Par acte authentique du 26 juin 2023, [O] [E] a vendu l’immeuble dans lequel se trouve le logement loué par [H] [R] à la SARL BELL’TER de sorte que cette dernière est devenue bailleresse.
Par exploit de commissaire de justice en date du 12 octobre 2023, la SARL BELL’TER a fait délivrer à [H] [R] un commandement de payer la somme totale de 1020,22 euros selon décompte arrêté au 09 octobre 2023 et dont la somme de 900,00 euros correspond aux loyers et charges non réglés des mois de juillet à octobre 2023 (inclus).
Par exploit séparé du même jour, il a été également fait sommation au locataire de justifier de la souscription d’un contrat d’assurance habitation garantissant les risques sur le bien loué.
En l’absence de paiement des sommes réclamées et de justification de la souscription d’un contrat d’assurance, la SARL BELL’TER a fait assigner devant le juge chargé des contentieux de la protection du Tribunal judiciaire d’AVIGNON, statuant en qualité de juge des référés, [H] [R] par acte de commissaire de justice délivré le 19 février 2024 aux fins de :
constatation de l’acquisition de la clause résolutoire ;d’expulsion du ou des locataires ainsi que de tous occupants de son chef avec, si besoin est, le concours de la force publique,lui régler la somme de 988,00 euros au titre de la dette locative,lui régler une indemnité d’occupation mensuelle fixée à une somme de 300,00 euros et ce jusqu’au départ effectif des lieux, lui régler la somme de 1000,00 euros au titre des frais irrépétibles outre les entiers dépens comprenant le coût du commandement de payer.
*
Au cours des audiences du 04 juin 2024, 1er octobre 2024 et 04 février 2025, l’affaire a été renvoyée.

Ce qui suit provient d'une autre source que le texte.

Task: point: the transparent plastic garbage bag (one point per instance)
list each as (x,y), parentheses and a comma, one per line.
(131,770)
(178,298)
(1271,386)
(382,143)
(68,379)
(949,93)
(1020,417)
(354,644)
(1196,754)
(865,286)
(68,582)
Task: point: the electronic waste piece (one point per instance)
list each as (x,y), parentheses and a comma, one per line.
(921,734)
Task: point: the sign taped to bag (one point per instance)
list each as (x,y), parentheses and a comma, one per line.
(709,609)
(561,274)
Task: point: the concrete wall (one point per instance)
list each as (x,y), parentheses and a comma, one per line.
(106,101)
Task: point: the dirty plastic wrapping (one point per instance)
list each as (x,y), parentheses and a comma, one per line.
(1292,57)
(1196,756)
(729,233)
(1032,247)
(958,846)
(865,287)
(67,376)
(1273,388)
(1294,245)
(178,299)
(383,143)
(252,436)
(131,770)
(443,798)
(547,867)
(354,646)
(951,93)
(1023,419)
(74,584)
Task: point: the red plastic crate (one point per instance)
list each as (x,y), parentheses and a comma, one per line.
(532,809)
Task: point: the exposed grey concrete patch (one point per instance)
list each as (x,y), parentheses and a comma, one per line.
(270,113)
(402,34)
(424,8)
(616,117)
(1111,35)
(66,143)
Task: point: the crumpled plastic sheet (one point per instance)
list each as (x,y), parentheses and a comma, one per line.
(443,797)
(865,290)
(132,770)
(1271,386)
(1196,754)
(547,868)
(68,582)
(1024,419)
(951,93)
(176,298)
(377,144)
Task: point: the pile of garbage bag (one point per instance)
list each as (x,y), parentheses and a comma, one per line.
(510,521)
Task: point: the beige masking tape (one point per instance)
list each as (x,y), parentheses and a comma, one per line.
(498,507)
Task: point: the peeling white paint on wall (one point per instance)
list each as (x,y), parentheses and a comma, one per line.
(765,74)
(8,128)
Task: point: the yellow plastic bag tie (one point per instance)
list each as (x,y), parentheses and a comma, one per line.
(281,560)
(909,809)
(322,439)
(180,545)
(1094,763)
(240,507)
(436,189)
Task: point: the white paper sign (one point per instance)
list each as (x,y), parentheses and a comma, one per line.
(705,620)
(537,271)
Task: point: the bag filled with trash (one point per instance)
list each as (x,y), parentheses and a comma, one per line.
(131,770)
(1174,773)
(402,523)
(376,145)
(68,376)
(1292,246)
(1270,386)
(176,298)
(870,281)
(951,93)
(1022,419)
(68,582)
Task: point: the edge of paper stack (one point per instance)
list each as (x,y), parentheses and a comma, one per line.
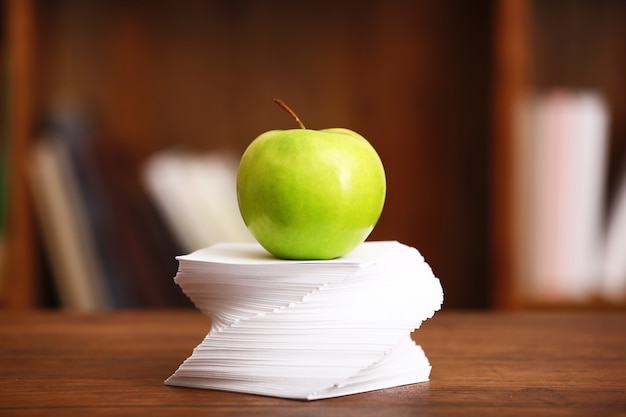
(308,329)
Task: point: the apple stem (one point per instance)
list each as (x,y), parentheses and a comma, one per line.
(291,112)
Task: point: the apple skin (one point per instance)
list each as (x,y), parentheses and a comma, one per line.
(310,194)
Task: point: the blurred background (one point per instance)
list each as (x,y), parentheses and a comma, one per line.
(122,123)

A l’audience du 20 mai 2025, la SARL BELL’TER, représentée, a sollicité le bénéfice de ses écritures soutenues oralement, et a formulé les demandes suivantes :
constater l’acquisition de la clause résolutoire, au titre des loyers impayés et du défaut d’assurance, ordonner l’expulsion du ou des locataires ainsi que de tous occupants de son chef avec, si besoin est, le concours de la force publique, ordonner la séquestration des meubles garnissant les lieux, condamner par provision le défendeur à régler la somme de 1665,00 euros au titres des loyers et charges impayés arrêtés au 1er février 2025, avec intérêts à compter du commandement de payer pour les sommes mentionnées dans ce dernier et pour le surplus à compter de l’assignation, condamner par provision le défendeur à régler une somme de 300,00 euros par mois à titre d’indemnité d’occupation, et ce, jusqu’à la libération effective des lieux, condamner le défendeur à régler une somme de 1000,00 euros au titre des frais irrépétibles ou aux entiers dépens comprenant la délivrance des commandements de payer et de justifier d’une assurance.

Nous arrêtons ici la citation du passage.